Earth Postgraduate organization of workerswhich includes domestic and international researchers from all academic disciplines, said that non-EU researchers simply cannot afford to live with the complicated issue of visa fees.
A letter written to Science Foundation Ireland – the country’s single largest PhD funder – and its chief executive, Philip Nolan, highlights that “non-EU postgraduate researchers face a disproportionate financial burden on an already small budget”.
Many are under financial pressure, the letter says, with the annual cost of renewing a residence permit in Ireland being €300, coupled with an average €600 a year health insurance fee.
The average researcher in Ireland is paid around €18,000 a year – while the current national living wage in the country is €11.30, which is around €23,000.
The group says this “administrative burden” pushes non-EU researchers “nearly €1,000 further below the already low salary”.
“It further damages Ireland’s reputation as a great place for research”
“During our current cost of living crisis, this is pushing non-EU researchers to breaking point, with many living in unsafe or unsafe housing or relying on external support at their local university for basic living needs.

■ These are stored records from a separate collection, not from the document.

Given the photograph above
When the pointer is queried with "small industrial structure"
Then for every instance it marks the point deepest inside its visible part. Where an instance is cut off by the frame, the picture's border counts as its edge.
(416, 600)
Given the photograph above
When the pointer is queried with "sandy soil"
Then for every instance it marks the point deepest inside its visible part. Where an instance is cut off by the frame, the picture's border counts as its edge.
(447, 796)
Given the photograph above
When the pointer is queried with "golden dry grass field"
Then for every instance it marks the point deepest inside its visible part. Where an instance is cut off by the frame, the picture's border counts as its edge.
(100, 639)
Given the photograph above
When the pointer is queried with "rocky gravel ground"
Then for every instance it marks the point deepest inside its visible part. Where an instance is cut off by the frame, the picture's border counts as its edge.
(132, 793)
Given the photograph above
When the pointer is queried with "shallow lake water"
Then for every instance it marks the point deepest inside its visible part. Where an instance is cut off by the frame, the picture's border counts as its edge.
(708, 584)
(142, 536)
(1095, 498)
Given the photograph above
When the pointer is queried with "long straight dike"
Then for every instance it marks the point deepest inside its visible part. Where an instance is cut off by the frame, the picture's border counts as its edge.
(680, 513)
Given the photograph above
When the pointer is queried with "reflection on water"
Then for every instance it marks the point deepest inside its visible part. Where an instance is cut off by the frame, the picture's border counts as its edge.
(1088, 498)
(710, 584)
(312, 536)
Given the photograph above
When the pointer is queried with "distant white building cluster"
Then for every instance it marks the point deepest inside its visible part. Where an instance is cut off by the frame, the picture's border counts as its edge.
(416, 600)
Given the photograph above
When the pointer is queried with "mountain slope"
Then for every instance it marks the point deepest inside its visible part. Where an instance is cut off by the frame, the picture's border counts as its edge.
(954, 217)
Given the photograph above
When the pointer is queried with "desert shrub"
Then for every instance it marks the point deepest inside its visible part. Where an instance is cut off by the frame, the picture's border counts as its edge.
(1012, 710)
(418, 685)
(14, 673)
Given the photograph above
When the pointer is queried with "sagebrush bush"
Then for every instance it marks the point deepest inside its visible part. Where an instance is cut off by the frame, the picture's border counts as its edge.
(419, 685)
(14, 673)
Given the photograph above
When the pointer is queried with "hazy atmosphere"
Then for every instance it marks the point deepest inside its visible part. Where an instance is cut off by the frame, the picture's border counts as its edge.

“It further damages Ireland’s reputation as a great place for research and harms our position on the world stage,” the letter continues.
A member of PWO’s Dublin branch at Trinity College called the request “the least the funding bodies can do to help us”.
“The current system is not only elitist – it favors financially well-off researchers from outside the EU – but also forces many of us to have to extend our PhDs because part-time jobs take up a significant amount of time and energy that we would rather be devoting to our research,” continued Saakya Anand-Vembar, a PhD student in psychiatry from India.
Another member of the former PGWA – which the PCAU merged with to form the current postgraduate workers’ organization in February – at Maynooth, Bana Abu Zuluf, signaled that non-EU PhD candidates are often “neglected” in the conversation about spending “they are forced to accept” under the low scholarship.
“We have been hit hardest by the cost of living crisis and still have to pay the €1,000+ annual cost of private health insurance and renew our IRP. You can’t complain about a PhD being terminated when that’s the state you put them in,” Zuluf said.